Это идиотское сомнение внутри, что сейчас меня начнут допрашивать и насмехаться, будто я эти синяки себе сама фломастером нарисовала.
Врачом оказывается мужчина средних лет. Зовут Алексей Демидович. Работает он оперативно и без лишних вопросов, так что мои опасения не оправдываются. Он делает несколько снимков, затем пишет заключение врача, и еще спрашивает, нет ли других травм. Старых переломов или трещин, например.
Покраснев, я отвечаю, что один раз муж ударил меня кулаком в ребро, и оно очень долго болело, но перелома не было, так что…
Алексей Демидович сильно хмурится. Не знаю, говорит ли он потом эту информацию Тору, но после клиники настроение босса явно ухудшается.

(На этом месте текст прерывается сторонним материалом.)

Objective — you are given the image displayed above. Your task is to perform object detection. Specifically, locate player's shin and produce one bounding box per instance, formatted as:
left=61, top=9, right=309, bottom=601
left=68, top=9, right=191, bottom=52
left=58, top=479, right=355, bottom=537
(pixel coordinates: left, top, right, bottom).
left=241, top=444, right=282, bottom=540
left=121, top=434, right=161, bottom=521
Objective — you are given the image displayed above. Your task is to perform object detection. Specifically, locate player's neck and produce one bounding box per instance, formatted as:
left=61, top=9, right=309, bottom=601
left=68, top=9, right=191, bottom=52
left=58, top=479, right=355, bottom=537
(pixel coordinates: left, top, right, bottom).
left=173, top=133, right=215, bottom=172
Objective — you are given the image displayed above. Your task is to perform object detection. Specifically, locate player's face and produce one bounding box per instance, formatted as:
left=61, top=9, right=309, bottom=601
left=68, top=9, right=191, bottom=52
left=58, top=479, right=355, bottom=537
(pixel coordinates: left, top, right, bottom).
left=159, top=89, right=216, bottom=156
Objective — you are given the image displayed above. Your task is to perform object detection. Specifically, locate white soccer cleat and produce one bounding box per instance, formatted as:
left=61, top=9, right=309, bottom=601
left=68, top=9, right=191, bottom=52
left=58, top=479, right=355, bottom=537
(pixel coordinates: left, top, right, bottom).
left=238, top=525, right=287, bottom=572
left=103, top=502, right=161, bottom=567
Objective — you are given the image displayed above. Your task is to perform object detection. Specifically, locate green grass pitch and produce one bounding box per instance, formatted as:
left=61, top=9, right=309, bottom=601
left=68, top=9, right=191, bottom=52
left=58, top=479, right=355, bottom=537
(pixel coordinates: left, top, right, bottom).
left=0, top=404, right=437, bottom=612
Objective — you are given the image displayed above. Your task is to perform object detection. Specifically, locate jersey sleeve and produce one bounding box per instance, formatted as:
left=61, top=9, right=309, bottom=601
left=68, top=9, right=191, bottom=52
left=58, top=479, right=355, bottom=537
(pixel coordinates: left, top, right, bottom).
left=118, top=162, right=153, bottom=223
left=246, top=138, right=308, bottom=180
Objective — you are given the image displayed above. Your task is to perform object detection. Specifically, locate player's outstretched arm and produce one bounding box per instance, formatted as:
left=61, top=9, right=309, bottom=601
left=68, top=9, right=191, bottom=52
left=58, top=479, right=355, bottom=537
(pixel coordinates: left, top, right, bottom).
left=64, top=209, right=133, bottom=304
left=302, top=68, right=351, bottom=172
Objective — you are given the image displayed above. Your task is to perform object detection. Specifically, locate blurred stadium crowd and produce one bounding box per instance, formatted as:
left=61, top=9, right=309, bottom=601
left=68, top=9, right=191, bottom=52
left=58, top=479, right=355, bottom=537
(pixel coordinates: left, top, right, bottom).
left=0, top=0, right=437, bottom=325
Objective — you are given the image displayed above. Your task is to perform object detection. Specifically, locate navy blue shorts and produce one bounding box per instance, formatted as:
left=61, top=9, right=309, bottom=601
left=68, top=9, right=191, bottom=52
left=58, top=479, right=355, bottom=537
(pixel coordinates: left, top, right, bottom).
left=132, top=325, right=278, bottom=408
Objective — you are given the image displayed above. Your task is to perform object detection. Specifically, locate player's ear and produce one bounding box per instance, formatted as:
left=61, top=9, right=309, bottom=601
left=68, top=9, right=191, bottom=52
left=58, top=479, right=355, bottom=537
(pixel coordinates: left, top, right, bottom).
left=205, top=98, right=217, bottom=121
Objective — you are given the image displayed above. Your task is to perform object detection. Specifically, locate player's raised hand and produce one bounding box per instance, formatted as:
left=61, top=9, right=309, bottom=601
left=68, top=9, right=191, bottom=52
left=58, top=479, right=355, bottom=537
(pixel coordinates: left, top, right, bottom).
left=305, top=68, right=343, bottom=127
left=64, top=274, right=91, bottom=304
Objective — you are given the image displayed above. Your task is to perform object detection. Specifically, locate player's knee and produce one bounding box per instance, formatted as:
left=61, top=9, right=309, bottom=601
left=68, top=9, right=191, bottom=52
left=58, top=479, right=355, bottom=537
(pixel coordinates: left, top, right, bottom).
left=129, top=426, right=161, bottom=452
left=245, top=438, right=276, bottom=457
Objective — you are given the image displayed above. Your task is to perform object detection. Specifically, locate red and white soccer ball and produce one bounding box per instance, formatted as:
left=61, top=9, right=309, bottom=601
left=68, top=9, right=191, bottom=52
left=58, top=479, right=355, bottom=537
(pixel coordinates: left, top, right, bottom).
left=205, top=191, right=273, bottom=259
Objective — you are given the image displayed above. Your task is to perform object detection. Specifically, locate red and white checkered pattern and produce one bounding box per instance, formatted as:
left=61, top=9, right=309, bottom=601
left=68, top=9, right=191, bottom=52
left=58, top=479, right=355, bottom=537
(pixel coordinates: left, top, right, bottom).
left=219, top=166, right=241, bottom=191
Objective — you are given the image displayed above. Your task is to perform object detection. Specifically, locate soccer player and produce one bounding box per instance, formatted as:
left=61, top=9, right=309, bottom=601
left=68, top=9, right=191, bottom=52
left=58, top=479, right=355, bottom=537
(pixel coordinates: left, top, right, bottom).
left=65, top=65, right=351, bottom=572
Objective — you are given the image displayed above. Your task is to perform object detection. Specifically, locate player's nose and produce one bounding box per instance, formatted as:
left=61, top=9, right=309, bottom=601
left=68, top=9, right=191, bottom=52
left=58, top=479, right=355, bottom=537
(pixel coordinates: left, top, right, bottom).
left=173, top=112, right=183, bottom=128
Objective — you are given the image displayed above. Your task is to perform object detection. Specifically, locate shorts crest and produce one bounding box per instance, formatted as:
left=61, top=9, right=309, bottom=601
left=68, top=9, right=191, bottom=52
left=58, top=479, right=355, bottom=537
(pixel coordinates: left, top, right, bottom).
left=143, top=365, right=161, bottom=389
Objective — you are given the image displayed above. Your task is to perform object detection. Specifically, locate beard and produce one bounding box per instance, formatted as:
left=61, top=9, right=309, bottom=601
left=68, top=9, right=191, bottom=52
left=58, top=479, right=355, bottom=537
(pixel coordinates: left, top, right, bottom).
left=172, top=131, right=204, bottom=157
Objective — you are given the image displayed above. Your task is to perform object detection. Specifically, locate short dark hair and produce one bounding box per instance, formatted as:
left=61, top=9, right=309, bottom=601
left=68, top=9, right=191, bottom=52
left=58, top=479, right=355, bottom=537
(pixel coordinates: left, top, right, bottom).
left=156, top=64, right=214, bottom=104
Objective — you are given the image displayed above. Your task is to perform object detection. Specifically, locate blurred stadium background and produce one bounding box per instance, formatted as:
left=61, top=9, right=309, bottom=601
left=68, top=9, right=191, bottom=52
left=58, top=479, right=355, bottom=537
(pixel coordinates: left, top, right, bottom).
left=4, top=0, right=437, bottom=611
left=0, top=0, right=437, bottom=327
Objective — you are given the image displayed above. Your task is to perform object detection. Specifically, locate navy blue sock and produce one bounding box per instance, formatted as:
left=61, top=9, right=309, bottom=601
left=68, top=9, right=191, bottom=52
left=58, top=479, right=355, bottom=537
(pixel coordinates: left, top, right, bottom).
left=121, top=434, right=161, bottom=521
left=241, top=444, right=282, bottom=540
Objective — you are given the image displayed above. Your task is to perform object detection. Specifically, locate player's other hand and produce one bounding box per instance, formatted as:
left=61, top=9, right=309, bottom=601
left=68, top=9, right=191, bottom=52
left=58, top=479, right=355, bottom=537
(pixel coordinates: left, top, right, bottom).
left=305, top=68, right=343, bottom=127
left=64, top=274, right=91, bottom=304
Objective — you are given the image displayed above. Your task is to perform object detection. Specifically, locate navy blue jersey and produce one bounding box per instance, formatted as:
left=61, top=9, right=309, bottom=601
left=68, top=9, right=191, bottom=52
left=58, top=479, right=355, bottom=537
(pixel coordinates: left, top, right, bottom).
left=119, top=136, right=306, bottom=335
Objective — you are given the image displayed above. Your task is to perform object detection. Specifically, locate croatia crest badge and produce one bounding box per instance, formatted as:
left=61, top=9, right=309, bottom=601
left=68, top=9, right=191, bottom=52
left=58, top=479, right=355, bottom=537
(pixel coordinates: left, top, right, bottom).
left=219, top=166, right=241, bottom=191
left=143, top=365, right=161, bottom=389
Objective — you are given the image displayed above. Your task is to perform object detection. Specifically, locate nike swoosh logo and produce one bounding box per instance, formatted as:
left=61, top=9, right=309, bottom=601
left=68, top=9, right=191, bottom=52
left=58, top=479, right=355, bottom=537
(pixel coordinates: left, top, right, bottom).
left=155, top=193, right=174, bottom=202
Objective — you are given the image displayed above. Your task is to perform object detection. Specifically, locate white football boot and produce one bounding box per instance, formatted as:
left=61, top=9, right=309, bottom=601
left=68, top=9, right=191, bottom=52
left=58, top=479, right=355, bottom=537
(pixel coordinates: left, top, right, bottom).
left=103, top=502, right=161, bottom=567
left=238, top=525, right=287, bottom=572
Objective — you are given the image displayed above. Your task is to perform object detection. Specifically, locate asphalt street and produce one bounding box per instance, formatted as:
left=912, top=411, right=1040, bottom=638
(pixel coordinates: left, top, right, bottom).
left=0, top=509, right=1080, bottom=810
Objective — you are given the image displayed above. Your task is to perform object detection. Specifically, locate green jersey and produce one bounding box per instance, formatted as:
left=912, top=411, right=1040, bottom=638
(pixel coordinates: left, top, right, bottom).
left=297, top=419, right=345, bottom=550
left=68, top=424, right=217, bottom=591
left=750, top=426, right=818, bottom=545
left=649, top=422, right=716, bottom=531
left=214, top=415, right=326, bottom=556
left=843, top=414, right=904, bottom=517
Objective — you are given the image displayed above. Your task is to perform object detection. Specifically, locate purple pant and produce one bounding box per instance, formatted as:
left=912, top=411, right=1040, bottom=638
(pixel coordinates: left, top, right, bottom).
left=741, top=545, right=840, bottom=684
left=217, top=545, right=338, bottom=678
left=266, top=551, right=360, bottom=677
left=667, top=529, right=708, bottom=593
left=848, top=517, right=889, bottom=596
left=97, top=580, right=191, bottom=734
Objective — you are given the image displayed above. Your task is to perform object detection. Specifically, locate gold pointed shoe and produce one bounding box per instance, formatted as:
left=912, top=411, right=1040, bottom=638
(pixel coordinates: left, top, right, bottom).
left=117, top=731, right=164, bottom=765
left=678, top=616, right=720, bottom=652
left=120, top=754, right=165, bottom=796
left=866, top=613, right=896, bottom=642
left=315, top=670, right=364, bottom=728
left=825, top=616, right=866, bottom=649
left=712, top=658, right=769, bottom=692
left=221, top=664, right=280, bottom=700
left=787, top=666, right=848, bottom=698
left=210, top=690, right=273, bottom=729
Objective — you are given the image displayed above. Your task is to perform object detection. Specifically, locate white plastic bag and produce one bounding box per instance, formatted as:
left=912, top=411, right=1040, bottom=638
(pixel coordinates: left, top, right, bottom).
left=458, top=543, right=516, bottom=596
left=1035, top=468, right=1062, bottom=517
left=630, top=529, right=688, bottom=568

– Мы сейчас в офис или на встречу с адвокатом? – нервно дергаю ремешком сумки, искоса наблюдая за Торецким, который с мрачным видом уставился на дождливый пейзаж за окном машины.
– К адвокату. В офис мы не поедем. Я всех распустил на сегодня после вчерашнего корпоративна. Понятия не имею, как у них все прошло, но из-за смещений во времени мне нужно попасть после юриста на одну из встреч с партнером. Хочу, чтобы ты на этой встрече присутствовала, Анна. Если ты, конечно, планируешь работать у меня в компании…
– Я планирую. Мне нужна эта работа. Сейчас даже еще больше, чем до этого.
– Вот и отлично.
Даже ни разу не повернулся. Так и смотрел в окно. Разговариваю словно с его затылком.
– Хорошо… Скажите мне прямо, Максим Константинович.
– Что сказать? – наконец, он поворачивается и тут же выгибает бровь, будто вообще не понимает, о чем я.
– Ваш друг, который врач. Алексей Демидович.